Category Archives: computers

Booting out the Warmest 100

(Beware – this article includes a link to some probable spoilers for tomorrow’s Hottest 100 count. You can read this article without reading those spoilers.)
 

You’re probably familiar with Triple J’s Hottest 100. It’s the world’s largest write-in music poll. Last year, Triple J made an easy, shareable link for people to post their votes out on Twitter and Facebook. Alas, these links were easy scraped from the web, and the Warmest 100 (link to 2012 count) was born. The top 10 (but not its order) was revealed, and the top three was guessed perfectly.

This year, voters weren’t given a shareable link, but a few thousand people took photos of their confirmation e-mails and posted them to Instagram. With a tiny bit of OCR work, the Warmest 100 guys posted their predictions for this year. They found about half the number of votes that they did last year through the scraping method, which is no mean feat, given the lack of indexing.

So the question is — how useful are these votes in predicting the Hottest 100? What songs can we be sure will be in the Hottest 100? How certain is that top 10?

Both years, Justin Warren independently replicated their countdown (spoilers), and has written up his methodology for collecting the votes this year. I asked him for his data to do some analysis, happily, he obliged.

He’s since updated his method, and his counts, and written those up, too (spoilers).

Update: he’s updated his method *again* based on some feedback I offered, and has also written that up (spoilers). This is the data my final visualisation runs off.

So, what have I done with the data?

Bootstrap Analysis

When you have a sample — a small number of votes — from the entire count, you can’t really be certain where each song will actually appear in the count.

In this case, Justin’s data collected 17,000 votes from an estimated 1.5 million votes. That’s a sample of 0.1% of the total estimated vote. It’s a sample, but we have no idea how that compares to the actual count.

If we think that the votes that we have is a representative sample of all of the votes, then what we’d like to know is what would happen if we scale this sample up to the entire count. Where will songs end up if there’s a slight inaccuracy in our sample?

The good news is that computers give us a way to figure that out!

Bootstrap analysis (due to Effron) is a statistical technique that looks at a sample of votes from the whole set of votes, and randomly generates a new set of votes, with about as many votes as the original sample. The trick is that you weight each song by the amount of votes it received in the sample. This means that songs are picked in roughly the same proportion as they appear in the sample. The random sampling based on this weighted data adds noise.

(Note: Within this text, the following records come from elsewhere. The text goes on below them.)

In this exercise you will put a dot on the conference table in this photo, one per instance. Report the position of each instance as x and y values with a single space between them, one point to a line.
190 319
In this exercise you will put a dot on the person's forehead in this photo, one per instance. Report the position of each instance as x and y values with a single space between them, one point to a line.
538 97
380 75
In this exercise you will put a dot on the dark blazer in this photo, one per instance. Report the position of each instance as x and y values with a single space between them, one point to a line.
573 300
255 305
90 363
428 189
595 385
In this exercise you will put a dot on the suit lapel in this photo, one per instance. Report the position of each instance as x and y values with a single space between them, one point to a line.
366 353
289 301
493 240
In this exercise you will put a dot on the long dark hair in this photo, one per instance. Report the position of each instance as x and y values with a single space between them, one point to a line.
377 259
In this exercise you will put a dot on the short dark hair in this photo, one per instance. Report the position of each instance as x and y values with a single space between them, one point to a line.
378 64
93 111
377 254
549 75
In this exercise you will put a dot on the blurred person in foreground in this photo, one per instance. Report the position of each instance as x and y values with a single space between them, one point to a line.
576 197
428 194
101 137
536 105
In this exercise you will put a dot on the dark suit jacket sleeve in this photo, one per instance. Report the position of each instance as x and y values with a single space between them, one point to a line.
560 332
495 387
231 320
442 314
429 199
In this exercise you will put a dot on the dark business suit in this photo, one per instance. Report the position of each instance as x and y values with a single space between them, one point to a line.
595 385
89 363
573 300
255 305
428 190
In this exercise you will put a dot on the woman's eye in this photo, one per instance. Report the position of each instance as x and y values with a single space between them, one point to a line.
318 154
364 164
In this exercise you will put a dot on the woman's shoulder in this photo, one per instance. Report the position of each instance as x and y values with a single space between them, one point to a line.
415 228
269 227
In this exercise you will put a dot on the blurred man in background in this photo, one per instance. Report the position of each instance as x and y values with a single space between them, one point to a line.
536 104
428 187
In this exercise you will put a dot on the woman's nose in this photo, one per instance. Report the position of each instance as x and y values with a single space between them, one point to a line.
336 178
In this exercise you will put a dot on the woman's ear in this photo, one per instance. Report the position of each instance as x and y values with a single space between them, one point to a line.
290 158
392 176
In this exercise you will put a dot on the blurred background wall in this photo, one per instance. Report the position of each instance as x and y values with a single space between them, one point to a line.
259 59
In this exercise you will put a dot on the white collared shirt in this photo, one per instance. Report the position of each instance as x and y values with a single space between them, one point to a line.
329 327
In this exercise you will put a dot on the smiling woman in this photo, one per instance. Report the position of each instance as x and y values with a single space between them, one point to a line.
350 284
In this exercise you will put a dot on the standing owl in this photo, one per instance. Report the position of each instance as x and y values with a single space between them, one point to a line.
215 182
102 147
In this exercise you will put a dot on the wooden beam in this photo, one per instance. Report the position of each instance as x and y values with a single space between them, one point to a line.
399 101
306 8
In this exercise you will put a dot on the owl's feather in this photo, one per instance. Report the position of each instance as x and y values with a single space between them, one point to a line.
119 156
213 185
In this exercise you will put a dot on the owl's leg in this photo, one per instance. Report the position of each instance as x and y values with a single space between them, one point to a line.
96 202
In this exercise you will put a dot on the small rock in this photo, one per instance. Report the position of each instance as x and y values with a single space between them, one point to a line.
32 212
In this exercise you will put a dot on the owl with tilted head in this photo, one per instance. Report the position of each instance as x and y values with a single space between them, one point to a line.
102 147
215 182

You can think of this sample as a “noisy” version of the original sample. That is, it will be a version of the original sample, but with slight variation.

If you repeat this sampling process several thousand times, and rank the songs each time, you can get a feel for where each song could appear in the rankings.

How do you do that? Well, you can look at all of the rankings a given song gets for each randomised set. Sort this list, and pick the middle 98% of them. Based on that middle 98% of rankings, you can be 98% certain that the song will be at one of those positions. In statistics, this middle 98% is called the 98% confidence interval by bootstrap.

You can repeat this for different confidence levels, by picking a different amount of rankings around the middle.

I’ve used Google Spreadsheets to visualise these confidence intervals. The lightest blues are the 99% confidence intervals. The darkest blue intervals are the 70% confidence interval. The darkest single cell is the median — i.e. the middle of all of the rankings that we collected for that song in the bootstrap process.

The visualisation is up on Google Docs. (spoilers, etc).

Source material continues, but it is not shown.